The immune system of bony fish is in a special position in evolution, with the differentiation of natural and adaptive immunity. T and B lymphocytes appear in peripheral blood of bony fish, which play an important role in the immune process [49,50,51,52]. Meanwhile, the head kidney is an important immune organ of fish, rich in a variety of immune cells. Therefore, in this study, the peripheral blood leukocytes (PBLs) and head kidney leukocytes (HKLs) were isolated from common carp and stimulated by different PAMPs, such as poly(I:C), LPS, PGN and flagellin. The results showed that the expression of CcIRF6 were significantly increased, indicating that CcIRF6 was involved in the immune response process of antiviral and anti-bacterial in common carp.

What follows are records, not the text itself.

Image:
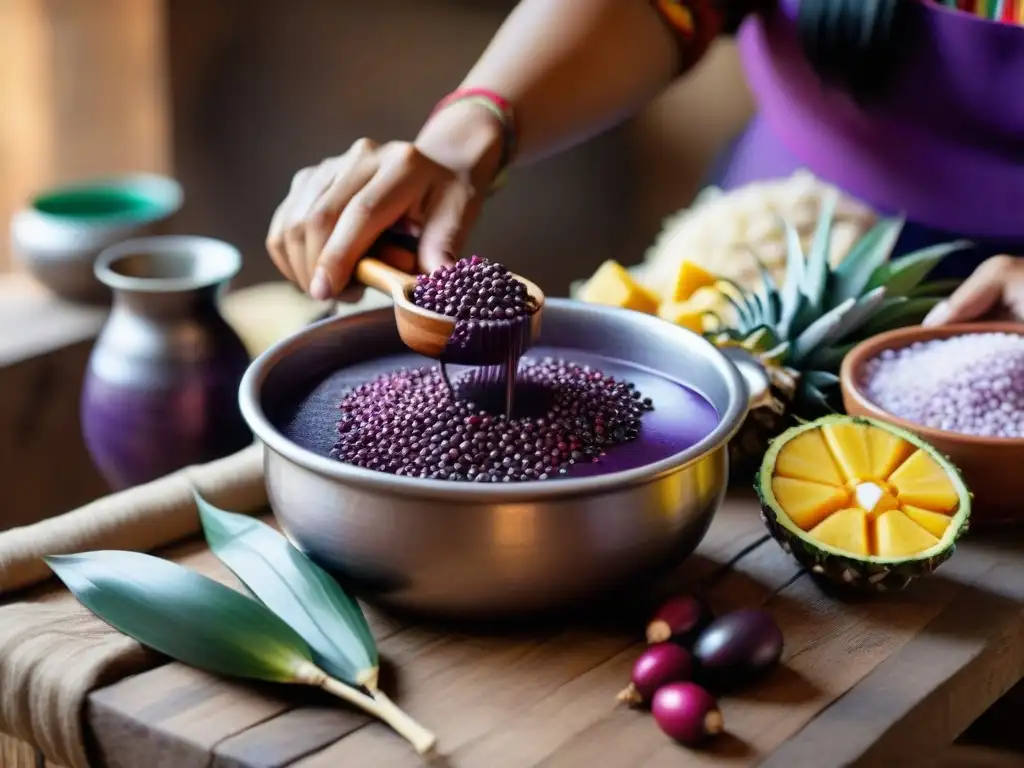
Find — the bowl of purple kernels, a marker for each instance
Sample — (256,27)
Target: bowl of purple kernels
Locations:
(961,387)
(419,491)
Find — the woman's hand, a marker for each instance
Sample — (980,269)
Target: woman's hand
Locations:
(994,291)
(335,212)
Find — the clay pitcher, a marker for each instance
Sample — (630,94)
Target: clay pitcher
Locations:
(161,388)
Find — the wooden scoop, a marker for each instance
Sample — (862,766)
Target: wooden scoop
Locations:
(423,331)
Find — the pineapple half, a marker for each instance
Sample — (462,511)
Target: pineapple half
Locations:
(790,341)
(862,503)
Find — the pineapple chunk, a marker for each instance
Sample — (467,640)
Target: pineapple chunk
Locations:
(848,442)
(847,529)
(888,451)
(681,313)
(611,285)
(934,522)
(808,503)
(920,481)
(807,458)
(689,279)
(898,536)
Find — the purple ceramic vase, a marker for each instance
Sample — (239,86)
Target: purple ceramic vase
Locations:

As transcription factors, various IRFs play an important role in the regulation of IFN and ISGs expression. However, mammalian IRF6 has nothing to do with the production of IFN, but is involved in the formation of tissue ligand and controls the development of lingual dorsal filamental papillae [53], and its gene mutation can lead to congenital chromosomal dominant genetic disease VWS or PPS [21]. Studies in zebrafish suggest that IRF6 plays a positive regulatory role in the expression of IFN. Overexpression of IRF6 in zebrafish can enhance IFN promoter activity and activate transcription of ISG15, RIG-I and MAVS in host cells [22]. Differently from IRF6 of zebrafish, the expression levels of PKR, ISG15, Viperin, IRF3, TNF-α and IL-10 were significantly reduced after overexpression of CcIRF6, and CcIRF6 reduced the activity of TRIF-induced IFN promoters and NF-κB. Therefore, the function of IRF6 is not conserved in the evolution of lower vertebrates to mammals. Although mammalian IRF6 is unrelated to the production of IFN, fish IRF6 participates in the innate immune process and plays a regulatory role in the transcription and phosphorylation of IFN.

Conclusions

In the present study, the full-length IRF6 cDNA sequence (CcIRF6) was cloned from common carp and its amino acid sequence was analyzed. We found that various bacterial and viral PAMPs induced the expression of CcIRF6 in vivo and in vitro. Furthermore, CcIRF6 inhibited the expression of some IFN-stimulated genes and inflammatory cytokines, and reduced the activity of IFN promoter and NF-κB. Taken together, these results suggest that CcIRF6 is involved in the antiviral and antibacterial immune response of common carp, and negatively regulate the IFN and NF-κB signalling pathways. On the one hand, this study is helpful to understand the evolution of immune system from lower fish to higher mammals; on the other hand, it provides a theoretical basis in the prevention and control of fish infecious diseases, for example, through providing drug targets or new vaccine research strategies.